Do any of you think it is hard not to get dragged into the b**chyness sometimes? By this I mean, I think I am a nice person (I definitely strive to be) and try not to ever judge or be jealous. However, I concentrate hard in class most of the time and can be quite quiet. I think on occasion that a couple people have mistaken this for being unfriendly. I think it is hard to please everyone all the time and sometimes people misinterpret each other which leads to bad feelings.

If someone is quiet with me I give them the benefit of the doubt and think 'ok, maybe she/he had a bad day' or 'maybe she/he isn't much of a talker'. Sometimes I think people's insecurities make them feel that someone doesn't like them or is being b**chy and they actually aren't!

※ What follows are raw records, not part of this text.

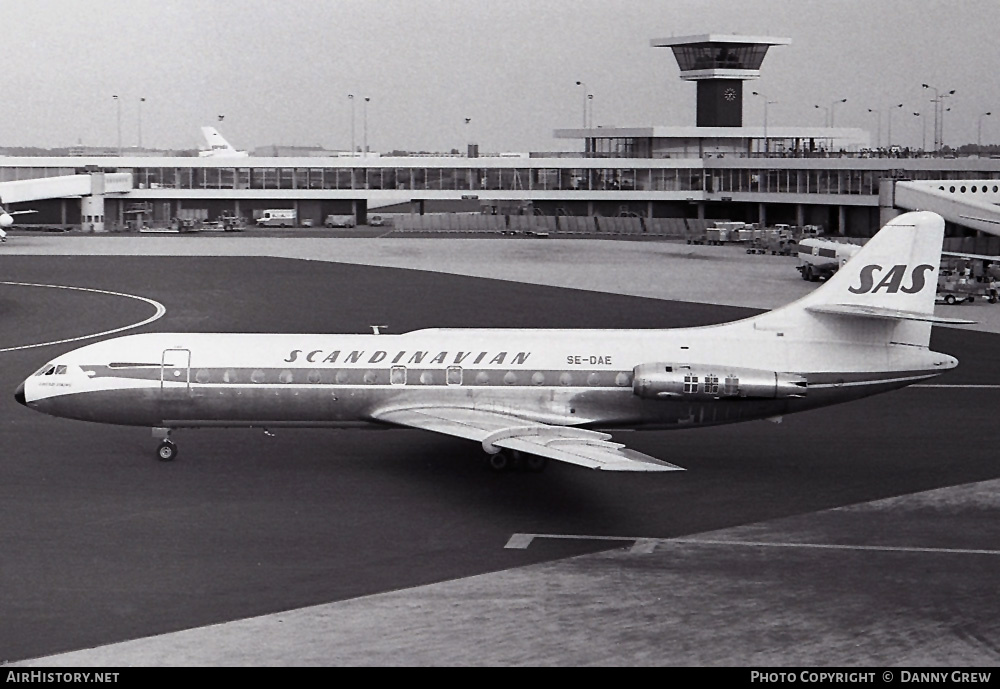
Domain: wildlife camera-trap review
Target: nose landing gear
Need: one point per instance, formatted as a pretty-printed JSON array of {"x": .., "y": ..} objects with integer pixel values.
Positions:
[{"x": 166, "y": 451}]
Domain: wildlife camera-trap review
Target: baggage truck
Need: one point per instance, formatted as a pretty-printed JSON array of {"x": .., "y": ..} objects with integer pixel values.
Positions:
[
  {"x": 346, "y": 220},
  {"x": 821, "y": 258},
  {"x": 277, "y": 217}
]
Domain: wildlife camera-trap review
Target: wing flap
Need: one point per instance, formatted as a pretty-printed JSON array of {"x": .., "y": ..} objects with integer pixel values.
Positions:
[
  {"x": 862, "y": 311},
  {"x": 494, "y": 430}
]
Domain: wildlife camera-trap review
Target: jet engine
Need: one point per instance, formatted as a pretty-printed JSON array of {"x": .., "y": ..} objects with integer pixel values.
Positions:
[{"x": 706, "y": 381}]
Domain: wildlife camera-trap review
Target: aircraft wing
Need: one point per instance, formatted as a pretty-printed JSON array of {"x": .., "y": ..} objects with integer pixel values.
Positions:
[{"x": 579, "y": 446}]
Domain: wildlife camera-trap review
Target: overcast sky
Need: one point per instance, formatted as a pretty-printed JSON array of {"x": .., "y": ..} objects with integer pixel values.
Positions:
[{"x": 280, "y": 71}]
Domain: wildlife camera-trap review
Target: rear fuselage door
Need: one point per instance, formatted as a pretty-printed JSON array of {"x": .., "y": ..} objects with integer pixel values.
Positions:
[{"x": 175, "y": 372}]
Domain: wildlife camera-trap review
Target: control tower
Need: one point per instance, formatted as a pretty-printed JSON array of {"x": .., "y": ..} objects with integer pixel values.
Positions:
[{"x": 720, "y": 63}]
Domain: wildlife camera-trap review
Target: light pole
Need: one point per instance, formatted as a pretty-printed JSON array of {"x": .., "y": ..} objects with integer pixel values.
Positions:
[
  {"x": 923, "y": 134},
  {"x": 365, "y": 151},
  {"x": 118, "y": 105},
  {"x": 878, "y": 117},
  {"x": 938, "y": 114},
  {"x": 826, "y": 114},
  {"x": 141, "y": 101},
  {"x": 584, "y": 85},
  {"x": 350, "y": 97},
  {"x": 979, "y": 134},
  {"x": 834, "y": 103},
  {"x": 888, "y": 113},
  {"x": 767, "y": 102}
]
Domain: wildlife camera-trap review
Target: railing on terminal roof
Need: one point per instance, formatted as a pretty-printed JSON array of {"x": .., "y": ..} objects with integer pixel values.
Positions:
[{"x": 862, "y": 153}]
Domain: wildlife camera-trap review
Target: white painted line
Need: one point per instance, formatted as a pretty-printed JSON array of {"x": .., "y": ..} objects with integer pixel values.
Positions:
[
  {"x": 960, "y": 387},
  {"x": 160, "y": 310},
  {"x": 835, "y": 546},
  {"x": 645, "y": 545}
]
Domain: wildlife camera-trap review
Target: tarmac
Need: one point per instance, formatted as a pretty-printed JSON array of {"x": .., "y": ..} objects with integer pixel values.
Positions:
[{"x": 901, "y": 581}]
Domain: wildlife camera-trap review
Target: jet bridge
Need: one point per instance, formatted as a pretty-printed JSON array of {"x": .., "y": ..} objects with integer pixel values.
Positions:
[
  {"x": 89, "y": 188},
  {"x": 972, "y": 203}
]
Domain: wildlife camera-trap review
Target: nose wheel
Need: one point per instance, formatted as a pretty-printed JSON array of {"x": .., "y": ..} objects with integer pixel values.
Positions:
[{"x": 167, "y": 451}]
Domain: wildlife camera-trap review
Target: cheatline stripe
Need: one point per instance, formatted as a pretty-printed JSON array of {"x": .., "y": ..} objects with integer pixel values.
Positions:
[
  {"x": 522, "y": 541},
  {"x": 160, "y": 310}
]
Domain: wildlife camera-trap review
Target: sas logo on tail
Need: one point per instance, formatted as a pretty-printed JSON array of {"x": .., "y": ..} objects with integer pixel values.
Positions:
[{"x": 893, "y": 280}]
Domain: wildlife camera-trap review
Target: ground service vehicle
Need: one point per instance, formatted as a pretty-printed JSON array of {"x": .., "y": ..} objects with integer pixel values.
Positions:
[
  {"x": 277, "y": 217},
  {"x": 821, "y": 258},
  {"x": 347, "y": 220}
]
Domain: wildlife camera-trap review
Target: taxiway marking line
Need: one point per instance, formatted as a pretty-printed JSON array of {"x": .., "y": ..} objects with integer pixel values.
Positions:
[
  {"x": 982, "y": 386},
  {"x": 646, "y": 545},
  {"x": 160, "y": 310}
]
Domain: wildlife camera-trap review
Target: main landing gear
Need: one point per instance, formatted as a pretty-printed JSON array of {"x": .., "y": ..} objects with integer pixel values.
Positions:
[{"x": 512, "y": 460}]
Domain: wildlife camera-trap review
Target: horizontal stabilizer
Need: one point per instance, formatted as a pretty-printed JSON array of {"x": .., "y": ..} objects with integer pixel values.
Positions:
[
  {"x": 862, "y": 311},
  {"x": 494, "y": 430}
]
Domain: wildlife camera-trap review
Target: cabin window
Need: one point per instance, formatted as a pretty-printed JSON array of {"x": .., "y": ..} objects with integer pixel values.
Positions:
[{"x": 732, "y": 386}]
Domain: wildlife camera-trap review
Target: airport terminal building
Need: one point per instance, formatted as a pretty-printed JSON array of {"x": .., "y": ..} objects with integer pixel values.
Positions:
[{"x": 717, "y": 169}]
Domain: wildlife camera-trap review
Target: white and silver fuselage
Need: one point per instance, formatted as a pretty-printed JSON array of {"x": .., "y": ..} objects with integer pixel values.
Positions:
[{"x": 595, "y": 378}]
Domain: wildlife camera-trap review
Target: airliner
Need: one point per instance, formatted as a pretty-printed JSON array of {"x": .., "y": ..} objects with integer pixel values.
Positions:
[
  {"x": 528, "y": 396},
  {"x": 218, "y": 147},
  {"x": 7, "y": 220}
]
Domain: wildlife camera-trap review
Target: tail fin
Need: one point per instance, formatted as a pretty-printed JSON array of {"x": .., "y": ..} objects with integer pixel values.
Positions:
[
  {"x": 217, "y": 146},
  {"x": 892, "y": 280}
]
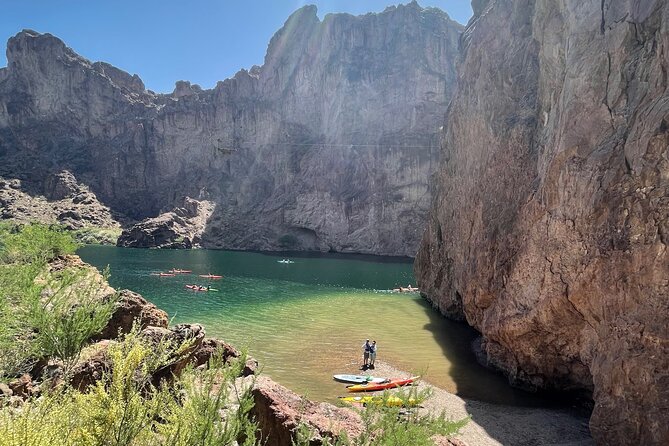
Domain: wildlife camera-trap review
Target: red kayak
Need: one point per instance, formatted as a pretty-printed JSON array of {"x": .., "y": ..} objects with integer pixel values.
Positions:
[{"x": 390, "y": 384}]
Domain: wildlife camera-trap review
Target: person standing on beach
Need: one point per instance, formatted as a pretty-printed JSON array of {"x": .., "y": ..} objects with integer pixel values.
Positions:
[
  {"x": 372, "y": 354},
  {"x": 366, "y": 347}
]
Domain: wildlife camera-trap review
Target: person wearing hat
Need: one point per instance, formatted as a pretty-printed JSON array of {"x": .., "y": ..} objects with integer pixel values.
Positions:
[
  {"x": 372, "y": 354},
  {"x": 366, "y": 349}
]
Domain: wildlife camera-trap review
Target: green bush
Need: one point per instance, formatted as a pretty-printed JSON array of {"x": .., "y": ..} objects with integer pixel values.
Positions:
[
  {"x": 68, "y": 313},
  {"x": 97, "y": 236},
  {"x": 401, "y": 425}
]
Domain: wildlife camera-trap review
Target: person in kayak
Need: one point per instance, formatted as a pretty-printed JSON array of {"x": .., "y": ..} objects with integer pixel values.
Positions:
[
  {"x": 366, "y": 347},
  {"x": 372, "y": 354}
]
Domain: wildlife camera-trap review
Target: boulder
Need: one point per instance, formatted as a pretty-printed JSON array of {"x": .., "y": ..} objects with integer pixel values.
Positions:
[
  {"x": 548, "y": 228},
  {"x": 132, "y": 308},
  {"x": 210, "y": 346},
  {"x": 279, "y": 411},
  {"x": 61, "y": 185},
  {"x": 328, "y": 146},
  {"x": 180, "y": 228}
]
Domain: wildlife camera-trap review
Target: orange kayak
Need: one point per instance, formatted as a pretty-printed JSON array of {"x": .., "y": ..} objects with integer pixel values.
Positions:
[{"x": 391, "y": 384}]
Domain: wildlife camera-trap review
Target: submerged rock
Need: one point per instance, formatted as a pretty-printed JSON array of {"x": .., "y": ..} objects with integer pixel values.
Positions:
[
  {"x": 549, "y": 221},
  {"x": 180, "y": 228},
  {"x": 326, "y": 146},
  {"x": 279, "y": 412},
  {"x": 63, "y": 200}
]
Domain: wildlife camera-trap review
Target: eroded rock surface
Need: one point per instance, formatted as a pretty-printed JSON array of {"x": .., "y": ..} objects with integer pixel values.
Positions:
[
  {"x": 279, "y": 411},
  {"x": 180, "y": 228},
  {"x": 327, "y": 146},
  {"x": 548, "y": 230}
]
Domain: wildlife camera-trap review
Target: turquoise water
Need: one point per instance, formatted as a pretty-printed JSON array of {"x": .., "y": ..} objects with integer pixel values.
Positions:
[{"x": 307, "y": 320}]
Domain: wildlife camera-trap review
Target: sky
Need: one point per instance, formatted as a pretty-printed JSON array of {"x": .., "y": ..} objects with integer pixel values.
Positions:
[{"x": 162, "y": 41}]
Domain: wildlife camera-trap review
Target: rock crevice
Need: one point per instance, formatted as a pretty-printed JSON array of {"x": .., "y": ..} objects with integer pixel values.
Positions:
[{"x": 546, "y": 227}]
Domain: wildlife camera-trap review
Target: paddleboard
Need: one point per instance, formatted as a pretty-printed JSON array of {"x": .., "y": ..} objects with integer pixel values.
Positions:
[
  {"x": 358, "y": 379},
  {"x": 390, "y": 401}
]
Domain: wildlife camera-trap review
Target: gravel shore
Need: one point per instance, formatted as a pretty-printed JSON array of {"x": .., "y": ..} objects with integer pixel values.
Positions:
[{"x": 493, "y": 424}]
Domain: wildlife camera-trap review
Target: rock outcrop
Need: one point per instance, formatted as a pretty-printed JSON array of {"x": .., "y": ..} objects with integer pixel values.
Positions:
[
  {"x": 548, "y": 229},
  {"x": 62, "y": 200},
  {"x": 280, "y": 411},
  {"x": 181, "y": 228},
  {"x": 327, "y": 146}
]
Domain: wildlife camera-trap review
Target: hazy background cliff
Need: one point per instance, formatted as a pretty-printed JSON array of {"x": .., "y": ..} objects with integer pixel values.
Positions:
[
  {"x": 549, "y": 225},
  {"x": 329, "y": 145}
]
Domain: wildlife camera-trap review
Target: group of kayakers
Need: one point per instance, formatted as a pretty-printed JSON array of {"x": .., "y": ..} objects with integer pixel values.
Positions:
[
  {"x": 408, "y": 289},
  {"x": 368, "y": 355}
]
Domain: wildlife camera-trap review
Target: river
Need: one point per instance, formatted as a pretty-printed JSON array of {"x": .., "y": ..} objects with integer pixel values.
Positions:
[{"x": 307, "y": 320}]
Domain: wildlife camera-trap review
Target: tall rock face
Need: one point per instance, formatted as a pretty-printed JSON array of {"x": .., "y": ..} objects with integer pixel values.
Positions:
[
  {"x": 550, "y": 221},
  {"x": 327, "y": 146}
]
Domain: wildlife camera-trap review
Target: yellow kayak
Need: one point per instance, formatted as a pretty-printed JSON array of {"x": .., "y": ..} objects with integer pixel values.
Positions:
[{"x": 390, "y": 401}]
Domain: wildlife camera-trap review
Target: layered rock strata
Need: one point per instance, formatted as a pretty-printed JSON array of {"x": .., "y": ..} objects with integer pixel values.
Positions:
[
  {"x": 62, "y": 200},
  {"x": 327, "y": 146},
  {"x": 548, "y": 229},
  {"x": 182, "y": 227}
]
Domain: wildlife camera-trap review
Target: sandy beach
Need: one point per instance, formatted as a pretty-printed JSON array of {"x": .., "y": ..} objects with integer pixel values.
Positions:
[{"x": 493, "y": 425}]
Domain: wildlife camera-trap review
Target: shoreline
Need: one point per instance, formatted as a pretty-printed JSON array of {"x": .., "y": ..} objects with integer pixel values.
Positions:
[{"x": 494, "y": 425}]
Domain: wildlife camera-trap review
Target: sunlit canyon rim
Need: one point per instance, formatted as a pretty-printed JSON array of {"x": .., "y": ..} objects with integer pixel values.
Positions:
[
  {"x": 328, "y": 145},
  {"x": 550, "y": 221}
]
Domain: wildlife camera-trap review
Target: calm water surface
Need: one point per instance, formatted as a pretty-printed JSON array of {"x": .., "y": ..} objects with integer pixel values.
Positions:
[{"x": 307, "y": 320}]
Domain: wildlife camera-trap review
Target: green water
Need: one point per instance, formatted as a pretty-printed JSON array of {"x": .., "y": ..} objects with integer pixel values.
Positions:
[{"x": 307, "y": 320}]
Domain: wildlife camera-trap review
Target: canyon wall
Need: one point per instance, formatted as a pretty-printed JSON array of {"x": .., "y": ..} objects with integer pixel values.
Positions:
[
  {"x": 327, "y": 146},
  {"x": 549, "y": 224}
]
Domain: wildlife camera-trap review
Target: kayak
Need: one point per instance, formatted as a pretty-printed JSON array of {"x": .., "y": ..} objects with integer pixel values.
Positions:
[
  {"x": 199, "y": 288},
  {"x": 358, "y": 379},
  {"x": 370, "y": 387},
  {"x": 390, "y": 401}
]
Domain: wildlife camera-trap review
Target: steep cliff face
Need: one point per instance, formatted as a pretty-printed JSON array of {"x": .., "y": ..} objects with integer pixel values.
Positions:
[
  {"x": 548, "y": 228},
  {"x": 328, "y": 145}
]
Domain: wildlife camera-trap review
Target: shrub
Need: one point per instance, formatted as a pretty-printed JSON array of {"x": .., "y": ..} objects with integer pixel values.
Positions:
[
  {"x": 288, "y": 241},
  {"x": 97, "y": 236},
  {"x": 34, "y": 243},
  {"x": 392, "y": 425},
  {"x": 126, "y": 409}
]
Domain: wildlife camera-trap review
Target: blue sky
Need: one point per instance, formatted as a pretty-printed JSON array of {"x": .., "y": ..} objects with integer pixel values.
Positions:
[{"x": 163, "y": 41}]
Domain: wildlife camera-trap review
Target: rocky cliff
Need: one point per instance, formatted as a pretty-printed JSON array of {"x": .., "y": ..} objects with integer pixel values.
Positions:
[
  {"x": 327, "y": 146},
  {"x": 548, "y": 228}
]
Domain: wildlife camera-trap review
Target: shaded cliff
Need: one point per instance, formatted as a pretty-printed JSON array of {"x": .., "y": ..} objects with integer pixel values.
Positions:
[
  {"x": 548, "y": 229},
  {"x": 327, "y": 146}
]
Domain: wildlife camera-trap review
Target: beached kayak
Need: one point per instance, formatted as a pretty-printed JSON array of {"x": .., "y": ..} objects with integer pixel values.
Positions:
[
  {"x": 358, "y": 379},
  {"x": 370, "y": 387},
  {"x": 390, "y": 401}
]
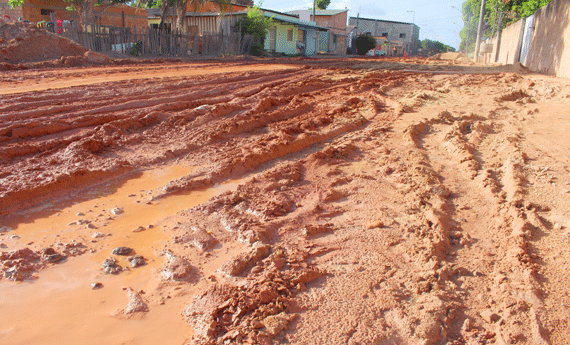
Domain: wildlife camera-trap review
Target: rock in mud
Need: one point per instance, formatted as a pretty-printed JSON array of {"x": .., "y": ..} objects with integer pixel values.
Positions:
[
  {"x": 19, "y": 264},
  {"x": 136, "y": 305},
  {"x": 314, "y": 230},
  {"x": 96, "y": 58},
  {"x": 110, "y": 266},
  {"x": 236, "y": 265},
  {"x": 177, "y": 269},
  {"x": 139, "y": 229},
  {"x": 73, "y": 249},
  {"x": 199, "y": 238},
  {"x": 122, "y": 251},
  {"x": 274, "y": 324},
  {"x": 136, "y": 260},
  {"x": 51, "y": 256}
]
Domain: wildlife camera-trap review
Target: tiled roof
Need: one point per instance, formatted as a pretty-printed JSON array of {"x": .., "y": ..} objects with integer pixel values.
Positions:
[
  {"x": 320, "y": 12},
  {"x": 294, "y": 21}
]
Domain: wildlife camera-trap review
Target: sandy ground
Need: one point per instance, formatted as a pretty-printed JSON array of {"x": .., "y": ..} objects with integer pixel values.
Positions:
[{"x": 296, "y": 201}]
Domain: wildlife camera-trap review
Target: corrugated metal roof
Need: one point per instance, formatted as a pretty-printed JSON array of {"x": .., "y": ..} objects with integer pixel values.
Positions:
[
  {"x": 295, "y": 21},
  {"x": 320, "y": 12},
  {"x": 381, "y": 20}
]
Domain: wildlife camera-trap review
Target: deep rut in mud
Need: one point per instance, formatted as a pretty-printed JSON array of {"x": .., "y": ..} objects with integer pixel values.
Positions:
[{"x": 373, "y": 207}]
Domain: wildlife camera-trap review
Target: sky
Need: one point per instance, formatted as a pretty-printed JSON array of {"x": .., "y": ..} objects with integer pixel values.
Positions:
[{"x": 439, "y": 20}]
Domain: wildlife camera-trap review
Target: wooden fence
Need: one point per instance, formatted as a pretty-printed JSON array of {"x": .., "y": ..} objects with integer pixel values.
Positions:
[{"x": 154, "y": 42}]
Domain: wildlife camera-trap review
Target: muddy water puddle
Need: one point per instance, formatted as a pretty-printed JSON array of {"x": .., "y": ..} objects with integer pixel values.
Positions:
[{"x": 60, "y": 306}]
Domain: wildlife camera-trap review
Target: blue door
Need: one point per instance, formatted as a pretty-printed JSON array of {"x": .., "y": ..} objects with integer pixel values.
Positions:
[{"x": 528, "y": 29}]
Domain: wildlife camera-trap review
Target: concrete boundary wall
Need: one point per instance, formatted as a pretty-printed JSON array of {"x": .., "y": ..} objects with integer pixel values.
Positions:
[
  {"x": 511, "y": 43},
  {"x": 549, "y": 51}
]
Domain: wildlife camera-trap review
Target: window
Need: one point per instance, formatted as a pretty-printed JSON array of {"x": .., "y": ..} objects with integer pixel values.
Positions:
[{"x": 301, "y": 37}]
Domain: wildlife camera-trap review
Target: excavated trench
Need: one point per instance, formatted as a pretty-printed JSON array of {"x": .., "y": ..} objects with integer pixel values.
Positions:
[{"x": 280, "y": 204}]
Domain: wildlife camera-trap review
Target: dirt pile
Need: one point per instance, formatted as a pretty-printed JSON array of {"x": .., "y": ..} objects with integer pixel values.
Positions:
[{"x": 23, "y": 42}]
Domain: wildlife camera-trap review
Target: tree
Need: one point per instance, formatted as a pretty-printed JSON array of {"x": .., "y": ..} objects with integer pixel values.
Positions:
[
  {"x": 498, "y": 14},
  {"x": 364, "y": 43},
  {"x": 255, "y": 23},
  {"x": 323, "y": 4}
]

I don't know how to overcome that really; just try to be a nice person and not encourage any bad feeling and be friendly to others I guess!
 

Greek Bonfire

Well-known member
I totally agree Rania. There are so many friends to be made with a shared love of dancing. I don't get involved in catty-ness.

Do any of you think it is hard not to get dragged into the b**chyness sometimes? By this I mean, I think I am a nice person (I definitely strive to be) and try not to ever judge or be jealous. However, I concentrate hard in class most of the time and can be quite quiet. I think on occasion that a couple people have mistaken this for being unfriendly. I think it is hard to please everyone all the time and sometimes people misinterpret each other which leads to bad feelings.

If someone is quiet with me I give them the benefit of the doubt and think 'ok, maybe she/he had a bad day' or 'maybe she/he isn't much of a talker'. Sometimes I think people's insecurities make them feel that someone doesn't like them or is being b**chy and they actually aren't!

I don't know how to overcome that really; just try to be a nice person and not encourage any bad feeling and be friendly to others I guess!

We must be sisters under the skin! I have always had some problem with shyness but it has been taken as conceit when inside I'm absolutely petrified. Plus I agree on bitchiness - it's easy to get swept into it if you really have a desire to belong. But what gets me is what is so wrong about telling someone they dance well, or their costume is beautiful, or their makeup is great, their choice of song is lovely? I think it's a "herd" mentality and some people must think they will lose some of their own essence if they give away a little bit of love.